Related OneAgent metric

Available disk space (%) below

Smaller value is more severe

DiskStats object field: availPercentage
Mintv2 metric: dt.host.disk.free
Timeseries: builtin:host.disk.free

Available disk space (MiB) below

Smaller value is more severe

DiskStats object field: avail
Mintv2 metric: dt.host.disk.avail
Timeseries: builtin:host.disk.avail

Available inodes (%) below

Smaller value is more severe

DiskStats object field: availINodesPercentag
Mintv2 metric: dt.host.disk.inodes_avail
Timeseries: builtin:host.disk.inodesAvail

Available inodes (number) below

Smaller value is more severe

Calculated from Diskstats: totalINodes * availINodesPercentage
Mintv2 metric: dt.host.disk.inodes_avail * dt.host.disk.inodes_total
Timeseries: builtin:host.disk.inodesTotal * builtin:host.disk.inodesAvail

Is read only file system

N/A

Disk object field: readOnly
Mintv2 metric: N/A
Timeseries: N/A

Read time (ms) exceeding

Larger value is more severe

Disk object field: readTime
Mintv2 metric: dt.host.disk.read_time
Timeseries: builtin:host.disk.readTime

Write time (ms) exceeding

Larger value is more severe

Disk object field: writeTime
Mintv2 metric: dt.host.disk.write_time
Timeseries: builtin:host.disk.writeTime

Anomaly detection configuration hierarchy

You can configure anomaly detection rules and policies on multiple levels—host, host group, environment.

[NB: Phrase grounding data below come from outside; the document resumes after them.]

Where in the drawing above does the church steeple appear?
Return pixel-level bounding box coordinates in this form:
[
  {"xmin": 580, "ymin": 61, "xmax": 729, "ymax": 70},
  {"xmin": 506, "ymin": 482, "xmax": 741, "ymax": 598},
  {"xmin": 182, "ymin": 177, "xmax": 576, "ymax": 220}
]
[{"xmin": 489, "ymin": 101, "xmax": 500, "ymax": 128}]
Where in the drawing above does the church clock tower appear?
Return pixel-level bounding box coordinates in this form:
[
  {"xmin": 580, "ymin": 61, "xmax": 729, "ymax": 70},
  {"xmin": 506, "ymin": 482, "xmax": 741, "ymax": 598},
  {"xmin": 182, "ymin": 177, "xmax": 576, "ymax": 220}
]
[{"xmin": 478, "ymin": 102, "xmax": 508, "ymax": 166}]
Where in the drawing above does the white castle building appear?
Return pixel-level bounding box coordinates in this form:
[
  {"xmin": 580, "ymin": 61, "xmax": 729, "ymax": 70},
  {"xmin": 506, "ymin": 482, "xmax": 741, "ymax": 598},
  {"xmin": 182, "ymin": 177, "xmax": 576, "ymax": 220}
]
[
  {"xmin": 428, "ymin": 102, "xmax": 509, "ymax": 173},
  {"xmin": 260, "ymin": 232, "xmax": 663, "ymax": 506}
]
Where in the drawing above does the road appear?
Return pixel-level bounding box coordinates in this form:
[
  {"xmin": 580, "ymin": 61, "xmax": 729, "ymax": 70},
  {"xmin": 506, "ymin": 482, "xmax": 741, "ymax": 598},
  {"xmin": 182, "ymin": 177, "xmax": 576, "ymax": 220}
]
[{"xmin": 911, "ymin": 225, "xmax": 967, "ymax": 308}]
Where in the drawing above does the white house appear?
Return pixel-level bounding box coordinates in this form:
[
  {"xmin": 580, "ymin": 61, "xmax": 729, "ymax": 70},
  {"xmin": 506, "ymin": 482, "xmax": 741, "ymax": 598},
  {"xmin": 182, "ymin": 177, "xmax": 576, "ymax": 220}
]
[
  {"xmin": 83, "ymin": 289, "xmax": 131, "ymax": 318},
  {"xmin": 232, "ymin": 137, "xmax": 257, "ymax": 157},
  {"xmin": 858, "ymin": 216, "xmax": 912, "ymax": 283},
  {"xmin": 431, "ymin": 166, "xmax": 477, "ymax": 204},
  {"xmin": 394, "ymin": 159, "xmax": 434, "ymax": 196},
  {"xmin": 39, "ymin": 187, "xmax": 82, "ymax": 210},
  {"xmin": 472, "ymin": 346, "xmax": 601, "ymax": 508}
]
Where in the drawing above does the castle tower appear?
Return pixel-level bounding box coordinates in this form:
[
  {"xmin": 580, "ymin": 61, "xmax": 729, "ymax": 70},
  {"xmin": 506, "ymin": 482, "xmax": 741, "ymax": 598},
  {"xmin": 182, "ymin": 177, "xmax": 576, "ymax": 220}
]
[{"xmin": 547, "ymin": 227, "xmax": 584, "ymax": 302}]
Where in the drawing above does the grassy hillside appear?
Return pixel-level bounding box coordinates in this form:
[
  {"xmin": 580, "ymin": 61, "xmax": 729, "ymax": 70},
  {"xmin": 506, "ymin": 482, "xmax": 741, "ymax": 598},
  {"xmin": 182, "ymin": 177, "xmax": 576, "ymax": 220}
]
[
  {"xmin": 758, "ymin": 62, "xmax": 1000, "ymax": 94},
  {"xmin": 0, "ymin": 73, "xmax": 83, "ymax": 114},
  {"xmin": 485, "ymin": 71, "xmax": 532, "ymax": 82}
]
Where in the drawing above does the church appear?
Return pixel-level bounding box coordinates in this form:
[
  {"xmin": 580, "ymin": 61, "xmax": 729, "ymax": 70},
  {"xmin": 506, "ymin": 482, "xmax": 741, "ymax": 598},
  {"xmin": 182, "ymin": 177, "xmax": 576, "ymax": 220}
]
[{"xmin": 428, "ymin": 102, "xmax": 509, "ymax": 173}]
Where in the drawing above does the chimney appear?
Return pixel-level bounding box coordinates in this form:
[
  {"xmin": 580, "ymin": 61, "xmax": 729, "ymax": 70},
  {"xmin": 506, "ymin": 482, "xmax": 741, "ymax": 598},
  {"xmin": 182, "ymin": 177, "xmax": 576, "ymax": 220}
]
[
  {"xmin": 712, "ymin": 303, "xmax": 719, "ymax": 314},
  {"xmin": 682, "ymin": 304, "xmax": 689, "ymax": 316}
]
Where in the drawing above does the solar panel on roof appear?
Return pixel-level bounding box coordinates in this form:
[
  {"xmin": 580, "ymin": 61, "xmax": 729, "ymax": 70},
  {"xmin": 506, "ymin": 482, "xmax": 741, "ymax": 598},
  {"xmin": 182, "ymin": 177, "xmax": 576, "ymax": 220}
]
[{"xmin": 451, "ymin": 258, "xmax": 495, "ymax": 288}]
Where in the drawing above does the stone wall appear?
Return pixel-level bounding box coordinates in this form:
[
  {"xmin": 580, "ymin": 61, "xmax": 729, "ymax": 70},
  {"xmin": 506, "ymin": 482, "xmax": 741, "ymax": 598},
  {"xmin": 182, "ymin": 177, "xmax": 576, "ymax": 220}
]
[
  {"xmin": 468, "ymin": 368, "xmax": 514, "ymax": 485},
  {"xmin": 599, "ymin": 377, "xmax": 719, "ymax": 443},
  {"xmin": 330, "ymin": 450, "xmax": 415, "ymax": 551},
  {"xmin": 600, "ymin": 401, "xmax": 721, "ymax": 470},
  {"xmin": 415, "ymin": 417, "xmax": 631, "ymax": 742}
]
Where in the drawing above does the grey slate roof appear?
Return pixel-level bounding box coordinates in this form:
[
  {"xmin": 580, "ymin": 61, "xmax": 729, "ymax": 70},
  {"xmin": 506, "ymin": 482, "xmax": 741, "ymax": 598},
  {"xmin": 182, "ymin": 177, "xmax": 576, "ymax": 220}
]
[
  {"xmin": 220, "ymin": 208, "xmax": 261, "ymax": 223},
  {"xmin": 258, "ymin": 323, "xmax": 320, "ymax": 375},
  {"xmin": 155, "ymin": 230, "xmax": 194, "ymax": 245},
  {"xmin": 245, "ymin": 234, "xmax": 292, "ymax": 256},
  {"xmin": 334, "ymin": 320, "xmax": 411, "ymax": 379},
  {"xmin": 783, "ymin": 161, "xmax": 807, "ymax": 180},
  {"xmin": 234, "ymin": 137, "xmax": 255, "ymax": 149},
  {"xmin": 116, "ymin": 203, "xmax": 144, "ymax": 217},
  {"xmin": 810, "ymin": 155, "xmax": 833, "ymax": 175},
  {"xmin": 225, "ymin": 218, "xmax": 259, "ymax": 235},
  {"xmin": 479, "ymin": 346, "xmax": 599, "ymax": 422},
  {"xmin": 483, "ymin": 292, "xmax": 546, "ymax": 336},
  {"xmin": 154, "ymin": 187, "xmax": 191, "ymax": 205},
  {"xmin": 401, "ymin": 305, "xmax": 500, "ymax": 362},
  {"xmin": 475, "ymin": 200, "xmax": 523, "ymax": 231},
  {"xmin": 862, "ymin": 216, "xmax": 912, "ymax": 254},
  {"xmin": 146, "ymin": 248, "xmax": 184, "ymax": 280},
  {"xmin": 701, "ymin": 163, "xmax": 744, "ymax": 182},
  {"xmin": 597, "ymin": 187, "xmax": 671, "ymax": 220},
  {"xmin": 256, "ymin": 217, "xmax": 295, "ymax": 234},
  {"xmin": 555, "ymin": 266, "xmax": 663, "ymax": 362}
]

When you have multiple rules affecting the same entity, the most specific rule prevails over more generic rules.

Disk rules

Custom rules are evaluated from top to bottom, and the first matching rule applies, so be sure to place your rule in the correct position on the list.

Disk is assigned to the first policy it matches to (based on disk name and/or metadata) according to the policies hierarchy.

Disk Edge policies

For Disk Edge, the order of policies is also evaluated from the more specific scope (more priority) to a more generic one (less priority).